10. Tendo sido invocadas nulidades contra o acórdão recorrido, o Tribunal da Relação proferiu acórdão, em conferência, que delas conheceu e decidiu:
“O réu2 veio interpor recurso de revista para o Supremo Tribunal de Justiça do Acórdão proferido nesta Relação, arguindo nas respectivas alegações a nulidade do dito Acórdão.

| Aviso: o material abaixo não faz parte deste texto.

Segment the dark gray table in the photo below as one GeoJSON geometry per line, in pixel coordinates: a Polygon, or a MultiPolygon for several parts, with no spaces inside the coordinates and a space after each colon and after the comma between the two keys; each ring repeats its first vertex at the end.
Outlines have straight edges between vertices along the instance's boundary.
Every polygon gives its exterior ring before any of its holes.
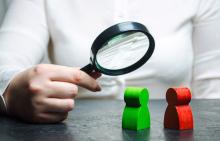
{"type": "Polygon", "coordinates": [[[59,124],[27,124],[0,117],[0,141],[219,141],[220,100],[193,100],[193,131],[163,128],[165,100],[151,100],[151,128],[122,130],[124,102],[77,100],[68,119],[59,124]]]}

Alega para o efeito que o Acórdão é nulo «por violação do disposto no artigo 615.º, n.º1 al. d) e e) do Código de Processo Civil» porque nele «há o conhecimento de questões sobre as quais o tribunal a quo não podia conhecer, talqualmente advém do acórdão proferido uma decisão desfavorável ao ora recorrente em quantidade superior ou em objecto diverso do pedido».
(…)
Porque a questão já tinha sido levantada pelo recorrido na sequência da notificação do despacho proferido por esta Relação antes da prolação do Acórdão e acima transcrito, no Acórdão escreveu-se:
«Pode perguntar-se se o caso julgado formado pela decisão que pôs termo ao processo n.º 1603/15.4T8AVR impede esta diferente qualificação jurídica do contrato celebrado e as consequências jurídicas dessa distinta qualificação.
Salvo melhor opinião, não.
Pese embora na anterior acção as partes hajam tratado sempre o contrato celebrado como uma compra e venda, o que nela foi alegado, discutido e decidido foi somente se o contrato padecia de vícios da vontade, se foi celebrado por erro, dolo ou com simulação relativa.

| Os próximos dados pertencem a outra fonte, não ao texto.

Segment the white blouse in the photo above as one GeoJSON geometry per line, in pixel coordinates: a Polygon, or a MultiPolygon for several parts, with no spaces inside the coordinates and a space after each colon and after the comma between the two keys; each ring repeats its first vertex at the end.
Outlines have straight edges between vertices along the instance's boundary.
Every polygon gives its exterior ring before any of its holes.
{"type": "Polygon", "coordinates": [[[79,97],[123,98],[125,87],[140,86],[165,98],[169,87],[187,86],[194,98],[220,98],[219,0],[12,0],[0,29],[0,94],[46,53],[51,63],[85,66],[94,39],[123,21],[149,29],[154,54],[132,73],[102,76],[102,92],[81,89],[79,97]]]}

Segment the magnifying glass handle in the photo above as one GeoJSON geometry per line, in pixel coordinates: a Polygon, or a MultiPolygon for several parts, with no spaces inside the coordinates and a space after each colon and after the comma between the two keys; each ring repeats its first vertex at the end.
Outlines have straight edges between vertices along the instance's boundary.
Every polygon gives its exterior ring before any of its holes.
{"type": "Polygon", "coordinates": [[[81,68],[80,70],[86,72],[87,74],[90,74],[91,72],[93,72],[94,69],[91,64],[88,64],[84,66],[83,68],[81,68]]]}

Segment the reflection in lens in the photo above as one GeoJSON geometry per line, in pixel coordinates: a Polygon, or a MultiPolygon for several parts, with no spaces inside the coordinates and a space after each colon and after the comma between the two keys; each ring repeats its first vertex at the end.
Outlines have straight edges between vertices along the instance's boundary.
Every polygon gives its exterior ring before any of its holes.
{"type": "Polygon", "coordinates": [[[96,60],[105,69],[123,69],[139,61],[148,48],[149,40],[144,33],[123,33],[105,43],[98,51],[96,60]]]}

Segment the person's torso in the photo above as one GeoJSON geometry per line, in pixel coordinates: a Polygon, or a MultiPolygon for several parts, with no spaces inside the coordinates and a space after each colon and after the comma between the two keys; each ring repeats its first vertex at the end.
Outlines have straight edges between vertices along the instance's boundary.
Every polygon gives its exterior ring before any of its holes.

Os vícios da vontade podem existir em qualquer declaração de vontade. Sendo elementos exteriores à própria vontade, eles condicionam a liberdade de decisão e a declaração de vontade, se existirem, mas não qualificam a declaração de vontade. Daí que os factos que consubstanciam os vícios não interfiram com o significado da declaração, isto é, com a definição dos efeitos jurídicos decorrentes da declaração.
O erro ou dolo podem existir, seja o contrato uma compra e venda ou uma doação, e, em qualquer dos casos, por efeito dos mesmos factos. Não é por estar viciado por erro, dolo ou simulação que a declaração deixa de poder ser qualificada como compra e venda ou doação, conforme as circunstâncias e o conteúdo da declaração proferida.
Acresce que na anterior acção não foi formulado qualquer pedido nem foi proferida qualquer decisão que pressuponha que o contrato seja uma compra e venda ou outro contrato diferente. Por conseguinte, não se formou caso julgado sobre a decisão de qualquer questão de que decorra essa qualificação ou que pressuponha essa qualificação do contrato.
Na anterior acção apenas ficou decidido, com força de caso julgado, que o contrato celebrado pelas partes não era nulo com fundamento nos vícios alegados pelo autor, isto é, que na formação da vontade não ocorreram os factos consubstanciadores dos vícios alegados pelo autor, sendo por isso (rectius, nessa medida) o contrato válido; não ficou decidida a qualificação do contrato, nem essa qualificação foi determinante para a decisão de julgar não verificados os vícios da vontade alegados.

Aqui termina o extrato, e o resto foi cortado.